While hiding behind a ponderosa pine trunk watching the osprey repair their nest recently, I had an interesting, and most unexpected, encounter with a rufous hummingbird (Selasphorus rufus). I was totally alone and the only sounds were the calls of the osprey as they flew overhead and the singing songbirds. At one point a jackrabbit came hopping by, cautiously eyed me and then moved on. The wind was blowing through the pine boughs providing a soft rustling in the background.

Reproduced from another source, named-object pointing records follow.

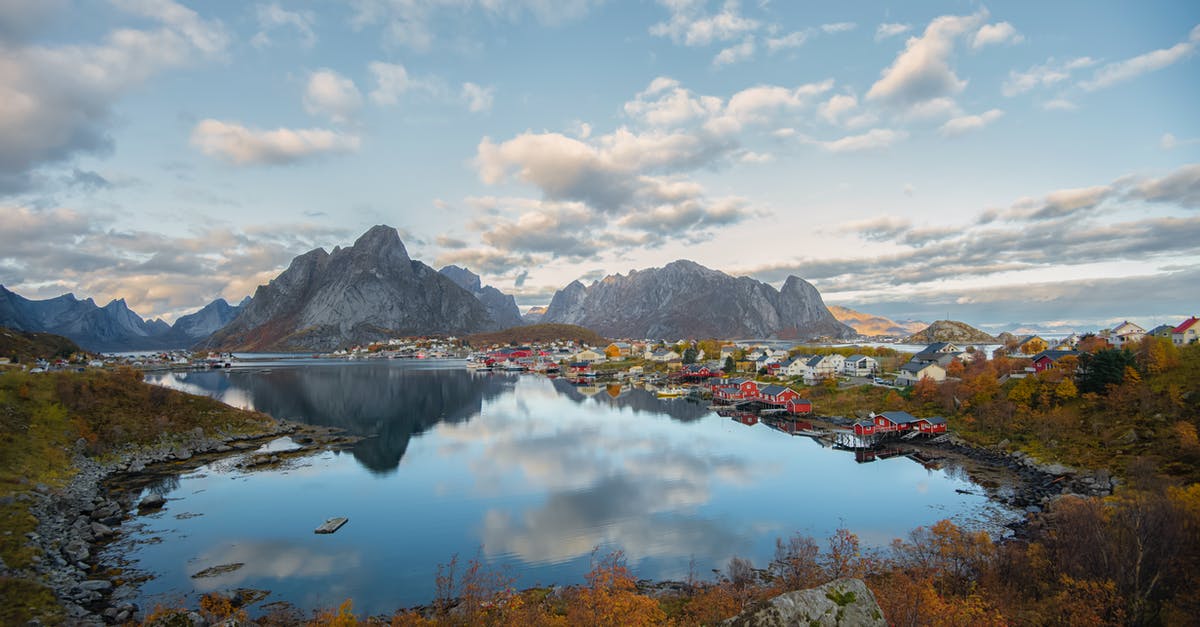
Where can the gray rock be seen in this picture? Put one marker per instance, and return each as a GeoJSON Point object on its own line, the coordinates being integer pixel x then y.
{"type": "Point", "coordinates": [684, 299]}
{"type": "Point", "coordinates": [367, 292]}
{"type": "Point", "coordinates": [839, 602]}
{"type": "Point", "coordinates": [151, 501]}
{"type": "Point", "coordinates": [96, 585]}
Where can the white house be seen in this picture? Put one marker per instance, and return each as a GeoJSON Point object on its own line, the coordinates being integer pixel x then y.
{"type": "Point", "coordinates": [1186, 333]}
{"type": "Point", "coordinates": [915, 371]}
{"type": "Point", "coordinates": [859, 365]}
{"type": "Point", "coordinates": [1126, 333]}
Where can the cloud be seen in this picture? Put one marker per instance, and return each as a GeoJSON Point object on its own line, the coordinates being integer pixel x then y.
{"type": "Point", "coordinates": [274, 17]}
{"type": "Point", "coordinates": [873, 139]}
{"type": "Point", "coordinates": [839, 27]}
{"type": "Point", "coordinates": [690, 27]}
{"type": "Point", "coordinates": [240, 145]}
{"type": "Point", "coordinates": [965, 124]}
{"type": "Point", "coordinates": [479, 99]}
{"type": "Point", "coordinates": [45, 252]}
{"type": "Point", "coordinates": [407, 23]}
{"type": "Point", "coordinates": [57, 100]}
{"type": "Point", "coordinates": [1129, 69]}
{"type": "Point", "coordinates": [1180, 187]}
{"type": "Point", "coordinates": [1045, 75]}
{"type": "Point", "coordinates": [996, 34]}
{"type": "Point", "coordinates": [891, 30]}
{"type": "Point", "coordinates": [922, 71]}
{"type": "Point", "coordinates": [792, 40]}
{"type": "Point", "coordinates": [331, 95]}
{"type": "Point", "coordinates": [838, 106]}
{"type": "Point", "coordinates": [735, 54]}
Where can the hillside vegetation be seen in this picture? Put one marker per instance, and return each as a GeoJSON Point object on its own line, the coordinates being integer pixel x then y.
{"type": "Point", "coordinates": [537, 333]}
{"type": "Point", "coordinates": [24, 347]}
{"type": "Point", "coordinates": [43, 418]}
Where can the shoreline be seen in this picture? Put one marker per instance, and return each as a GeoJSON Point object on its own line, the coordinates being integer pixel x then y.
{"type": "Point", "coordinates": [78, 521]}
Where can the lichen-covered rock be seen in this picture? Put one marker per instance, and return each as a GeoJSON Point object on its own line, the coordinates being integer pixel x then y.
{"type": "Point", "coordinates": [840, 602]}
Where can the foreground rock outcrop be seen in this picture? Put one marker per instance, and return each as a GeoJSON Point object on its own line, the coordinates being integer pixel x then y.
{"type": "Point", "coordinates": [684, 299]}
{"type": "Point", "coordinates": [839, 602]}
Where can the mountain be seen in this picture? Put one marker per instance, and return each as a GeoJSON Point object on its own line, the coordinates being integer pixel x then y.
{"type": "Point", "coordinates": [534, 315]}
{"type": "Point", "coordinates": [684, 299]}
{"type": "Point", "coordinates": [113, 327]}
{"type": "Point", "coordinates": [873, 324]}
{"type": "Point", "coordinates": [501, 306]}
{"type": "Point", "coordinates": [210, 318]}
{"type": "Point", "coordinates": [24, 347]}
{"type": "Point", "coordinates": [948, 330]}
{"type": "Point", "coordinates": [367, 292]}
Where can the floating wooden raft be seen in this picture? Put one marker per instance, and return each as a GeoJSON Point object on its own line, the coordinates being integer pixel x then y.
{"type": "Point", "coordinates": [331, 525]}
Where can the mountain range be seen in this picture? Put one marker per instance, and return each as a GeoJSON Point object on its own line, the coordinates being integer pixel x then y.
{"type": "Point", "coordinates": [113, 327]}
{"type": "Point", "coordinates": [373, 291]}
{"type": "Point", "coordinates": [685, 299]}
{"type": "Point", "coordinates": [369, 292]}
{"type": "Point", "coordinates": [874, 324]}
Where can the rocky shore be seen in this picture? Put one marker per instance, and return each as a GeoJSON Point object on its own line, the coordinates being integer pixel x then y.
{"type": "Point", "coordinates": [73, 523]}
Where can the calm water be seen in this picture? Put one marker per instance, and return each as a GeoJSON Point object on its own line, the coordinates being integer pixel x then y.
{"type": "Point", "coordinates": [527, 472]}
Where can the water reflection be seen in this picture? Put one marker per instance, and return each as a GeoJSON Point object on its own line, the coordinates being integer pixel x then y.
{"type": "Point", "coordinates": [270, 560]}
{"type": "Point", "coordinates": [535, 472]}
{"type": "Point", "coordinates": [389, 405]}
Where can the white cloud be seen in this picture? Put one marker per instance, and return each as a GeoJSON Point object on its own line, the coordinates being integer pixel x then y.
{"type": "Point", "coordinates": [1129, 69]}
{"type": "Point", "coordinates": [408, 22]}
{"type": "Point", "coordinates": [839, 27]}
{"type": "Point", "coordinates": [873, 139]}
{"type": "Point", "coordinates": [273, 16]}
{"type": "Point", "coordinates": [922, 71]}
{"type": "Point", "coordinates": [1045, 75]}
{"type": "Point", "coordinates": [1060, 105]}
{"type": "Point", "coordinates": [970, 123]}
{"type": "Point", "coordinates": [331, 95]}
{"type": "Point", "coordinates": [391, 82]}
{"type": "Point", "coordinates": [891, 30]}
{"type": "Point", "coordinates": [735, 54]}
{"type": "Point", "coordinates": [55, 101]}
{"type": "Point", "coordinates": [479, 99]}
{"type": "Point", "coordinates": [995, 34]}
{"type": "Point", "coordinates": [241, 145]}
{"type": "Point", "coordinates": [792, 40]}
{"type": "Point", "coordinates": [838, 106]}
{"type": "Point", "coordinates": [690, 27]}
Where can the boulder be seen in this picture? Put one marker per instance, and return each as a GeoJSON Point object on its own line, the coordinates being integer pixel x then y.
{"type": "Point", "coordinates": [839, 602]}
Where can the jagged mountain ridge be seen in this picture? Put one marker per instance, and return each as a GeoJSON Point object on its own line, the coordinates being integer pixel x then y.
{"type": "Point", "coordinates": [367, 292]}
{"type": "Point", "coordinates": [875, 324]}
{"type": "Point", "coordinates": [684, 299]}
{"type": "Point", "coordinates": [111, 328]}
{"type": "Point", "coordinates": [501, 306]}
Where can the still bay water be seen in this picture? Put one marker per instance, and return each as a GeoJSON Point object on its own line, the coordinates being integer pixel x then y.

Suddenly I heard a loud whirring behind me. As I turned my head I saw a rufous hummingbird pecking on the shoulder of my dark burgundy jacket. It was only a few inches from my eyes. The hummingbird hovered and pecked my shoulder then moved to a new location on my jacket and repeated the process several times. Eventually it decided that this large burgundy “flower” did not have nectar and flew off to a nearby tree.
We all think of hummingbirds flitting from flower to flower in the summer gathering nectar. There are a few hummingbirds in our area at this time of the year, but nectar is at a premium. A couple of small, early flowers are in bloom, however, the majority of wildflowers remain dormant and only the earliest tree buds are starting to open. So this hummer probably could not believe his good fortune when he saw my reddish jacket.
I assume this particular hummingbird was gathering a little nectar from the maples and other spring catkins. Probably his main source of food this time of the year though is midges and gnats taken from the air. Hummingbirds get their protein from insects.
I suppose what interested me most about seeing a hummingbird was that I was in the middle of a dense forest in March – not typical! However, I enjoy hummers no matter when I encounter them.